Now, assume the events $E_1, \ldots, E_m$ are “read-$q$”: that is, each $E_j$ depends only on a groups $I_j \sse [n]$ of some underlying independent random variables $x_1, \ldots, x_n$, so that each variable is $q$ groups. We’ll see that you get $\leq p^{m/q}$. This is optimal, since those $m$ events could be $m/q$ independent events, each repeated $q$ times.
Let $I_j \sse [m]$ be the set of variables queried by event $E_j$. Let $\BX$ be uniform over $\setco{x}{\AND_j E_j(x)}$. Then
- $\D\b{\BX} = \log \frac1{\Pr[\AND_j E_j]}$;
- $\BX_{I_j}$ can only take values in $\setco{x_{I_j}}{E_j(x)}$, so $\D\b{\BX_{I_j}} \le \log\frac1{\Pr[E_j]}$.
#to-write make the logic above clearer
Therefore, we get
\Pr\b{\AND_j E_j}
&= 2^{-\D\b{\BX}}\\
&\leq 2^{-\frac{\D\b{\BX_{I_1}}+\cdots +\D\b{\BX_{I_m}}}{q}}\\
&\leq \p{\Pr[E_1] \cdots \Pr[E_m]}^{1/q}\\
&\leq p^{m/q}.
Other applications
- Shearer’s lemma gives tight bounds on the number of independent sets in bipartite $n \times n$ $d$-regular graphs: $\le(2^{d+1}-1)^{n/d} \approx 2^{n+n/d}$, which is achieved by $n/d$ copies of $K_{d,d}$. The variable to look at is the indicator (in $\zo^{2n}$) of a uniformly random independent set.
Similar results
- Gavinsky, Lovett, Saks, and Srinivasan proved a read-$q$ variant of the Chernoff bound (which similarly worsens the bound from $m$ to $m/q$).
- The Local lemma is another result about a relaxed notion of independence.

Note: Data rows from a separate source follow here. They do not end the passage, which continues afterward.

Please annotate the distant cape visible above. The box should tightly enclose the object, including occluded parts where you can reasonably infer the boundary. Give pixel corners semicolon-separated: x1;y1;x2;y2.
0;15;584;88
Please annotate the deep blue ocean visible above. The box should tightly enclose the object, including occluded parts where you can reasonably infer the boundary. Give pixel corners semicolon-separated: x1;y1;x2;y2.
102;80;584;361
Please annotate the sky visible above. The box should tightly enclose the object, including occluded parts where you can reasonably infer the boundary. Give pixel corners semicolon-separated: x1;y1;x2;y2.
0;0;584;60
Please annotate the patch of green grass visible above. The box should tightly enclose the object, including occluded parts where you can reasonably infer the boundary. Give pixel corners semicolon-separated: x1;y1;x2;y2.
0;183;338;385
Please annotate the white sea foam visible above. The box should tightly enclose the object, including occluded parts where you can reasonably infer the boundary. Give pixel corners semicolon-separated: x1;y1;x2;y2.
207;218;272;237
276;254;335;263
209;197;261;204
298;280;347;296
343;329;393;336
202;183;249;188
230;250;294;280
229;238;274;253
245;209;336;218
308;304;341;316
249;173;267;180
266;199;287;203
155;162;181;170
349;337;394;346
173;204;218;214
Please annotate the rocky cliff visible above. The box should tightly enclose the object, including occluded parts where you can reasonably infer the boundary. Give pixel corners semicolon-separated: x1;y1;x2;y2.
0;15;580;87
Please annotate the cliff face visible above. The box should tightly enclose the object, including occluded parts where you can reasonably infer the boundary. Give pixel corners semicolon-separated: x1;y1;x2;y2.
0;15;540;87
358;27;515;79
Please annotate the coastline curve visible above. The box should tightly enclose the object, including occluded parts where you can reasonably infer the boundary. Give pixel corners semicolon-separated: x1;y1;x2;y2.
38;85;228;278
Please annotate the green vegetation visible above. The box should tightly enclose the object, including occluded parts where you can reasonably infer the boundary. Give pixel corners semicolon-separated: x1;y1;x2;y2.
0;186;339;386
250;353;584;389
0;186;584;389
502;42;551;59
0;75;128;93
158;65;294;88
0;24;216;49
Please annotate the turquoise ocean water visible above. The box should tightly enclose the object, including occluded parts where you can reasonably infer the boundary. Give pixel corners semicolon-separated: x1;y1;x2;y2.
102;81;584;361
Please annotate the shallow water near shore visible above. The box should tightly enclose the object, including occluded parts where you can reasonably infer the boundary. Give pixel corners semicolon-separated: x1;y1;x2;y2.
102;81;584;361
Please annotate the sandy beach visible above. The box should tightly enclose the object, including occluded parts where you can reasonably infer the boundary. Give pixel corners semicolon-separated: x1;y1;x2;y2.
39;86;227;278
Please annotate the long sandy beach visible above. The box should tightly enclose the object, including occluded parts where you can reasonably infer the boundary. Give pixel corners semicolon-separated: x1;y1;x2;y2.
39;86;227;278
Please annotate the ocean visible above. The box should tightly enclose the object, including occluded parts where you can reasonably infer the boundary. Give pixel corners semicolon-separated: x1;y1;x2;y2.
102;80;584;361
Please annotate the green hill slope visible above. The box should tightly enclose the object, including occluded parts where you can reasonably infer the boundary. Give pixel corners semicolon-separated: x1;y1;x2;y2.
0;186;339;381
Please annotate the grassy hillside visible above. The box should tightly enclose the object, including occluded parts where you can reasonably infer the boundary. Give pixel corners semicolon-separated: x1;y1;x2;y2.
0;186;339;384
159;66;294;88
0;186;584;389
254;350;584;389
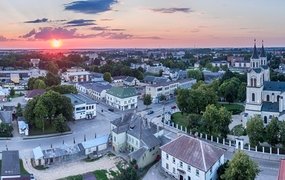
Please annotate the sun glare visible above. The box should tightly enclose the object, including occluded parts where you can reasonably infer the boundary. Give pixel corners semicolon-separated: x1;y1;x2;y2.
51;39;62;48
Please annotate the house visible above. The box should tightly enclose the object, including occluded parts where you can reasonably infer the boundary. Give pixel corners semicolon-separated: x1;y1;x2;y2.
278;159;285;180
25;89;46;101
243;42;285;125
0;110;12;124
65;94;96;120
89;73;104;82
0;151;31;180
124;76;140;86
112;76;127;86
78;134;109;156
76;81;112;100
32;144;83;166
145;79;196;102
143;76;170;84
106;87;138;111
111;113;163;168
160;135;225;180
62;67;90;83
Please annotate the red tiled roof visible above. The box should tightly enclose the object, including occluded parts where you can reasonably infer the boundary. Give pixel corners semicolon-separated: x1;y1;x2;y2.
278;159;285;180
26;89;46;98
161;135;225;172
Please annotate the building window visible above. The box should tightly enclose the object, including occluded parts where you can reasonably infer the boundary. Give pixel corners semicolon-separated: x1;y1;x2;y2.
187;165;191;172
180;161;183;168
196;169;199;177
266;95;270;101
251;93;255;102
264;116;267;124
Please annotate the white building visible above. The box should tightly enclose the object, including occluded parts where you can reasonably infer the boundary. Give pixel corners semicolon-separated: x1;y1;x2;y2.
65;94;96;120
145;79;197;102
244;39;285;124
111;113;165;168
76;82;112;100
62;67;90;83
106;87;138;111
160;135;225;180
124;76;140;86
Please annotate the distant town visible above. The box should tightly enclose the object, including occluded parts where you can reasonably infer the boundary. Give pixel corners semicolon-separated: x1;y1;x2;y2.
0;44;285;180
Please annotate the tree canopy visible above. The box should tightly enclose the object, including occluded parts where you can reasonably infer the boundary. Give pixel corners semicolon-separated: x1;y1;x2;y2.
222;150;260;180
24;91;73;132
246;115;264;146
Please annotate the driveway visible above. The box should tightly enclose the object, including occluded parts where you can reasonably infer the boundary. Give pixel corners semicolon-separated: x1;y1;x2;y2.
23;156;122;180
143;161;175;180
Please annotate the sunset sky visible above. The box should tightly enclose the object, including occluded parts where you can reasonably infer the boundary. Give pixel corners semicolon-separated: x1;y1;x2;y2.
0;0;285;48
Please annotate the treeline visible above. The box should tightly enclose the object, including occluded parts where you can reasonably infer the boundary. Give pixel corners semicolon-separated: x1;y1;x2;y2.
87;61;144;80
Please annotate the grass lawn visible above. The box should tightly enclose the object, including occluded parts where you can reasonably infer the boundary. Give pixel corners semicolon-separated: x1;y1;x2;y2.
20;159;30;175
220;103;244;114
29;125;70;136
172;112;188;127
93;169;108;180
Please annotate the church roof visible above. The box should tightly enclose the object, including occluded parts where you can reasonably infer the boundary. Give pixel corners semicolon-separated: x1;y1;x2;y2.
252;68;261;73
263;81;285;92
261;102;279;112
251;40;259;59
260;41;266;57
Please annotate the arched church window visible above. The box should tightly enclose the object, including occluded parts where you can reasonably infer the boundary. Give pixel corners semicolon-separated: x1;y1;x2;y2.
264;116;267;124
266;95;270;101
253;78;256;87
251;93;255;101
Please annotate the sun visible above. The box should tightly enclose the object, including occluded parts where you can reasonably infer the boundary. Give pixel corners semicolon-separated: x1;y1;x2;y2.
51;39;62;48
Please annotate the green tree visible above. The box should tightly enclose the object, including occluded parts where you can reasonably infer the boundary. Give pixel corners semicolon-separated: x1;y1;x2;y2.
143;94;152;107
33;79;46;89
219;77;240;103
222;150;260;180
246;116;264;146
9;88;16;97
45;72;61;87
47;85;78;94
279;121;285;147
16;103;23;117
265;117;280;146
202;104;232;137
188;69;204;81
54;114;68;133
113;164;139;180
103;72;112;83
47;61;59;74
34;99;48;132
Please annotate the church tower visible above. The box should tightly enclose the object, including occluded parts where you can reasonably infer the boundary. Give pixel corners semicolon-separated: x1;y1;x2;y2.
246;40;265;116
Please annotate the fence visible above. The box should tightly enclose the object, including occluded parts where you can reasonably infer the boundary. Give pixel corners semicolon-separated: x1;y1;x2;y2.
164;121;285;155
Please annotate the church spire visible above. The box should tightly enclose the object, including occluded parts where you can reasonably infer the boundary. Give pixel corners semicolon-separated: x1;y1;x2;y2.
251;39;259;59
260;40;266;57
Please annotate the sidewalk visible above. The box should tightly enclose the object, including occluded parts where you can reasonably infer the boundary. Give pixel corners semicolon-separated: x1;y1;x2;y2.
23;156;122;180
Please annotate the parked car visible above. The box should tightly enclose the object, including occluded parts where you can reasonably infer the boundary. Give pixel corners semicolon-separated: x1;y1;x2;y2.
108;108;114;112
147;110;154;115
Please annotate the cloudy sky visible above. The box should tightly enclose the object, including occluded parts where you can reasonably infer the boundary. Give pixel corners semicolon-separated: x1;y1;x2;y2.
0;0;285;48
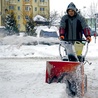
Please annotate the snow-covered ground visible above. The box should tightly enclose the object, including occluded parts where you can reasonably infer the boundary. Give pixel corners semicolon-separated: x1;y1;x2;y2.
0;32;98;98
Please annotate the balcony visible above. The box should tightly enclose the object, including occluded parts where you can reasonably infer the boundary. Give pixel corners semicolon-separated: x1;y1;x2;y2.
39;2;48;6
9;0;17;5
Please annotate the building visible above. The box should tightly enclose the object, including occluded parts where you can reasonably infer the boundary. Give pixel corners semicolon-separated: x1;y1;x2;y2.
0;0;50;31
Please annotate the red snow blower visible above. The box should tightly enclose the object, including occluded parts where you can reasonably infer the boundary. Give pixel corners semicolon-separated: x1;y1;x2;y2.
45;40;88;98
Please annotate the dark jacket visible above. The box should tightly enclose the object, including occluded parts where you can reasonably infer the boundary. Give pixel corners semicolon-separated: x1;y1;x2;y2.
59;3;90;40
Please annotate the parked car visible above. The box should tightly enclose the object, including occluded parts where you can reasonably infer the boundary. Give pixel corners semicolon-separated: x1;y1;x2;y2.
39;29;58;38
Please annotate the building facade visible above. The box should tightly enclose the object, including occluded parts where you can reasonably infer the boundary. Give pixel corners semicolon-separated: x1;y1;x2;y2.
0;0;50;31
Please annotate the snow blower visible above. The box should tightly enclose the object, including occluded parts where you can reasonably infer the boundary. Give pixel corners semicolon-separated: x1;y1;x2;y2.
45;40;88;98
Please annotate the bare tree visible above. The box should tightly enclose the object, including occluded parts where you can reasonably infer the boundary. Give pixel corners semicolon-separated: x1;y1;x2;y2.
49;11;60;25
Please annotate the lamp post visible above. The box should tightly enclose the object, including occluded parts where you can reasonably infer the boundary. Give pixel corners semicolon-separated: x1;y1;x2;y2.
94;13;98;43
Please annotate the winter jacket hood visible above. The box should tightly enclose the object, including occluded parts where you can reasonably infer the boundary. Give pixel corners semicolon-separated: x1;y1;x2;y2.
66;2;77;13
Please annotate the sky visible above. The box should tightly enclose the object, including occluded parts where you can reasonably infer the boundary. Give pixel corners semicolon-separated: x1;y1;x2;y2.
0;27;98;98
50;0;98;14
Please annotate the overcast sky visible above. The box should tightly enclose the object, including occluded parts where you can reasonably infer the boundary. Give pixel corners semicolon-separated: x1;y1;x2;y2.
50;0;98;13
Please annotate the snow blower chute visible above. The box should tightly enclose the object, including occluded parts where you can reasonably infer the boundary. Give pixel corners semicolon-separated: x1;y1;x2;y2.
45;41;88;98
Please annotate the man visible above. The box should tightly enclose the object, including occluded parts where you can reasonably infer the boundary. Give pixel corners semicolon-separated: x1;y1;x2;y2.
59;2;91;61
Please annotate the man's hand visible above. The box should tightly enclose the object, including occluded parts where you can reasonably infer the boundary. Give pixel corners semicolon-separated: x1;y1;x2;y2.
86;36;91;43
60;36;64;40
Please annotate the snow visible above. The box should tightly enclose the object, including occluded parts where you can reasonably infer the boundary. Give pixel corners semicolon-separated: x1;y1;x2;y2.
33;15;47;22
0;27;98;98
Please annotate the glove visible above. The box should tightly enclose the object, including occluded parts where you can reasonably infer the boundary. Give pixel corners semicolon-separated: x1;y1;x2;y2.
60;35;64;40
86;36;91;43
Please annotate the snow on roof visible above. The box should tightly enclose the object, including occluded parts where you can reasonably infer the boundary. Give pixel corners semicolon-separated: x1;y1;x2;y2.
33;15;47;22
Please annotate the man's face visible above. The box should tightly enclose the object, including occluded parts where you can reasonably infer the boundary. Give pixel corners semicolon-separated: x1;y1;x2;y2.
68;10;75;16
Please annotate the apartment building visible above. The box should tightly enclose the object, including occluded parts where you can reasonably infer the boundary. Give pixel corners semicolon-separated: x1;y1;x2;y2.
0;0;50;31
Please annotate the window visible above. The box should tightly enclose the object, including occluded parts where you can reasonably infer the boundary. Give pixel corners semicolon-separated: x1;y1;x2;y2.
25;0;30;2
35;7;37;11
18;6;20;10
40;7;45;11
18;15;20;20
35;0;37;2
25;6;31;11
40;0;44;2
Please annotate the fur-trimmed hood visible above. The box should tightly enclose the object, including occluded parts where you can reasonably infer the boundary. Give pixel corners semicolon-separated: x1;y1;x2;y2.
66;2;77;13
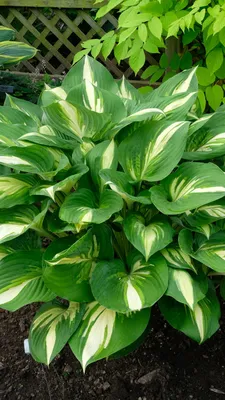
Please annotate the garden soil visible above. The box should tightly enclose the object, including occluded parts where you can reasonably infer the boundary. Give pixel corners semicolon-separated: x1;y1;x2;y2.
0;304;225;400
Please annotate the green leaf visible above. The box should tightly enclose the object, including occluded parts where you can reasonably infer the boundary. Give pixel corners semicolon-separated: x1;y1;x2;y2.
118;121;189;182
0;174;39;208
183;112;225;160
59;189;123;224
161;245;196;272
100;169;151;208
29;303;85;365
148;17;163;39
138;24;148;42
91;252;168;313
43;225;113;302
179;229;225;273
31;164;88;201
0;40;37;68
150;162;225;215
206;85;224;111
159;289;220;343
69;302;150;370
0;250;55;311
87;140;118;190
196;67;216;86
62;56;117;93
129;49;145;75
123;213;174;261
206;47;224;75
166;268;208;311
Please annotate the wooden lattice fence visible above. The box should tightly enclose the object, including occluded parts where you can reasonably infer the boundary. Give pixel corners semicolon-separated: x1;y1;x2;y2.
0;0;152;83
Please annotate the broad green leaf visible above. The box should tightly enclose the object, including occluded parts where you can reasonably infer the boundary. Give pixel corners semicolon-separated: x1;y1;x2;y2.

However,
- the assumption is stronger: the events are not allowed to share variables with too many other events, whereas Shearer’s lemma only assumes that each variable is queried few times;
- it’s a lower bound on $\Pr\b{\AND_j \comp{E_j}}$, not an upper bound on $\Pr\b{\AND_j E_j}$.